Ewing sarcoma cases are the highest in the country in Washington County. There are rare cancers in every school district in Southwestern Pennsylvania. Yale recently released a study that was compiled in Washington County stating children living close to oil and gas facilities have a three times higher rate of developing leukemia.
There is no escaping the industry. Whether my kids attend a local or alternate school, fracking and its stream of pollution are everywhere. All of my children attend an alternate school a few miles from the largest petrochemical hub in North America.
This is why I started the frackland tours. I invite anyone to come and get a firsthand account of what it is like to live and grow up in the shale fields of Southwestern Pennsylvania, where my family, friends and neighbors are negatively impacted by the natural gas infrastructure that surrounds us.
We all want clean air so that our kids don’t get asthma or cancer. And all Pennsylvanians have the right to clean air and water, according to the commonwealth’s Constitution. But now the same oil and gas billionaires polluting our air and water are being rewarded yet again.
Right before an important election, Pennsylvania lawmakers made a last-minute closed-door deal to make the biggest fossil-fuel giveaway in the commonwealth’s history. The tax incentives would funnel billions of dollars in taxpayer money to perpetuate the oil and gas industry, including $50 million a year to build a hydrogen hub and miles and miles of pipelines underground that can explode.
Oil and gas companies are misleading the public and our elected officials by promising a fair exchange of massive public spending for hypothetical jobs. The fossil-fuel industry has a history of exaggerating its potential impact on jobs and local economies, and is using the lure of jobs to manipulate us.
I’m tired of hearing about “clean hydrogen,” because it’s an oxymoron. Here in the Marcellus Shale region, the type of hydrogen produced would come right from methane. That’s just more dirty fracking called by a different name.
Ohio River Valley Institute research shows that despite the industry’s claims, hydrogen technology isn’t even feasible.

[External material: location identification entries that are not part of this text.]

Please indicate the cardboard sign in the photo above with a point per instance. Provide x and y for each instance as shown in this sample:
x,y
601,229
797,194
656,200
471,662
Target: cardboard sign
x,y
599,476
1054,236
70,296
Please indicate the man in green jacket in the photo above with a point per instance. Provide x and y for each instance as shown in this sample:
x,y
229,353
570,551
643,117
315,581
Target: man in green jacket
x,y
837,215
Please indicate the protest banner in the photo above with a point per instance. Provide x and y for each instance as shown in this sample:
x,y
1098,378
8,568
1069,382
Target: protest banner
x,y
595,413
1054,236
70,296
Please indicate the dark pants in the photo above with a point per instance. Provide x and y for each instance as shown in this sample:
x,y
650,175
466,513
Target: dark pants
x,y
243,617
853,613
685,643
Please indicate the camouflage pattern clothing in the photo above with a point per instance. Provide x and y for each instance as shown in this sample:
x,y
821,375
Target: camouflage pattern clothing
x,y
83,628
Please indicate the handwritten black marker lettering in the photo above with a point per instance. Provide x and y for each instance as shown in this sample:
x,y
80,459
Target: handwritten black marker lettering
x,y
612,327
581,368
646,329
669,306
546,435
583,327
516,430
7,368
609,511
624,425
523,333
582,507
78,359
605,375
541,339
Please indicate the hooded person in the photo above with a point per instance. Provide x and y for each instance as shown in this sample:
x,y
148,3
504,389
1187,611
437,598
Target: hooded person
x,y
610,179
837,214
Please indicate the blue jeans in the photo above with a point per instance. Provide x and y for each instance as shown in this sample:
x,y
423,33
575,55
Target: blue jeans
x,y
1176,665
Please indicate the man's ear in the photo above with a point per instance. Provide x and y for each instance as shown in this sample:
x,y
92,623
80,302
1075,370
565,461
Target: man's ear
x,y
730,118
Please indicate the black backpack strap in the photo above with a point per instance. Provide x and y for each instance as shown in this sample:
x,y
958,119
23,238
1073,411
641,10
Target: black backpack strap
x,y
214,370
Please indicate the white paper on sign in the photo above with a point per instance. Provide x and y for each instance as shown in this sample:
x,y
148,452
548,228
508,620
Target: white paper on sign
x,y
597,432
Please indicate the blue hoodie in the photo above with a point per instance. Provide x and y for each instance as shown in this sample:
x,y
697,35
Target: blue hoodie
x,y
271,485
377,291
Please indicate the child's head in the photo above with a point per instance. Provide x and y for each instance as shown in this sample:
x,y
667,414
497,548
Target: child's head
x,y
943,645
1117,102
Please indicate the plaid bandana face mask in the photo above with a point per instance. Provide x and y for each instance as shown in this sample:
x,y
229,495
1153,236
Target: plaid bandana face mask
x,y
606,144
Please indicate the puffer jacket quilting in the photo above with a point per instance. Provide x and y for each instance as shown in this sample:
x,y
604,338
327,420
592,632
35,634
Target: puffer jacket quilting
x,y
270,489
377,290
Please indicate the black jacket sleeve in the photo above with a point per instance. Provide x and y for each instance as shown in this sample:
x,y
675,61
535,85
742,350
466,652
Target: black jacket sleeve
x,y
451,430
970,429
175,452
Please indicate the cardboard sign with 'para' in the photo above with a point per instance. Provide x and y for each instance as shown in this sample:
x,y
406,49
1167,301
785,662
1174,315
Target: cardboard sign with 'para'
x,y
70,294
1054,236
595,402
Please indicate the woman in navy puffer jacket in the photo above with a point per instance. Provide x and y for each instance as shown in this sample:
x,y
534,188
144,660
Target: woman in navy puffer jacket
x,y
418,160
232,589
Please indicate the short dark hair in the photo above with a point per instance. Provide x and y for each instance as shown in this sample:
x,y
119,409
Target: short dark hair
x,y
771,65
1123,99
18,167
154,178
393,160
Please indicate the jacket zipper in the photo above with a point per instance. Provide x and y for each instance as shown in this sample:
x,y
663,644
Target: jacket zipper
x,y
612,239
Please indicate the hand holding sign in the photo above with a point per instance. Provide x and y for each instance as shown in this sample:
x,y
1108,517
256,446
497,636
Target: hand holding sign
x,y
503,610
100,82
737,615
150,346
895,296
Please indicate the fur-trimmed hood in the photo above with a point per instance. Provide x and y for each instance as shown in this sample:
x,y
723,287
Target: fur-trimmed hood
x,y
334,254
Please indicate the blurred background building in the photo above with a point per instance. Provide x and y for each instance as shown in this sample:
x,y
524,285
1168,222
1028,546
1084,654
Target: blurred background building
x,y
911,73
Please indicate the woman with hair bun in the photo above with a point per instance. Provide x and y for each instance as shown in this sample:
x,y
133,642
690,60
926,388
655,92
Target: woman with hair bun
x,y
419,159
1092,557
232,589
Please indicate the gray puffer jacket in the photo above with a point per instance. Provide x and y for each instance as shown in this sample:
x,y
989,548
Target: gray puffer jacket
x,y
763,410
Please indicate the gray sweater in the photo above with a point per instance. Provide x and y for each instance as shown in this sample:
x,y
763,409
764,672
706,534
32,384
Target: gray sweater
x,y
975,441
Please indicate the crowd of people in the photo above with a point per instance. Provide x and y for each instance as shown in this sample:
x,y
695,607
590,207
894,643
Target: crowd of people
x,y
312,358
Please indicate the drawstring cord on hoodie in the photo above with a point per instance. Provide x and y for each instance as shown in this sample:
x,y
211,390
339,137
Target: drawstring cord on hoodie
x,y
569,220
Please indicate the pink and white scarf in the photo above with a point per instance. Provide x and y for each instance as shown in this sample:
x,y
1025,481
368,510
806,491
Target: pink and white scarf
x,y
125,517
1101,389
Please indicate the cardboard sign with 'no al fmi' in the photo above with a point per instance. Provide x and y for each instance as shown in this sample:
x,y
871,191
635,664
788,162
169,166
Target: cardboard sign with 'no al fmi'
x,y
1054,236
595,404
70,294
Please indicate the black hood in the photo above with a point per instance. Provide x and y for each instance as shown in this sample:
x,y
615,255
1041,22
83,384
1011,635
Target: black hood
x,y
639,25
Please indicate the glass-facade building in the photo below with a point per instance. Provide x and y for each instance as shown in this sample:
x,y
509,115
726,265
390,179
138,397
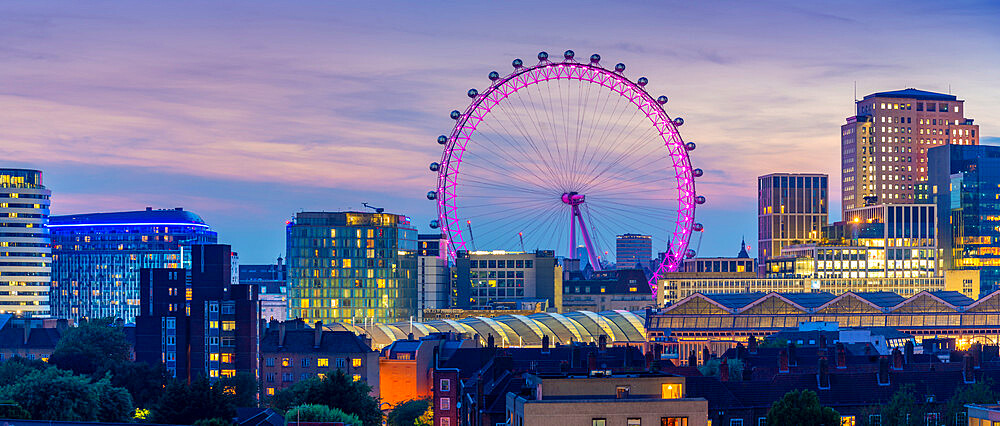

It’s unproven, ridiculously expensive, won’t create jobs and would lock us into a future where we continue to depend on fossil fuels.
Disadvantaged coal communities like mine could desperately use this money to invest in the people who actually live here. We need jobs that are reliable and pay enough to take care of our families. We need better education. We need cleaner air and water, and more health resources.
Those who have been historically left behind and suffered the brunt of environmental disaster and climate damage should be the ones who make decisions about what a worldwide energy infrastructure should look like. In this region, the people have been clear: We want a clean energy future that powers our lives at home and work, where working families and small businesses have the opportunities and tools they need to build a good life and contribute to the economy, freed from the outdated fuels that pollute our air and water and damage our climate.
All the oil and gas industry cares about is money. Not people. Promising jobs is not the same thing as caring about working people. We can have both a healthy economy and a healthy climate. We just need leaders to stop negotiating with the fossil-fuel industry behind closed doors, and start working toward truly clean energy solutions that are good for workers, good for families and good for our climate.
Lois Bower-Bjornson is the Southwestern Pennsylvania field organizer with the Clean Air Council.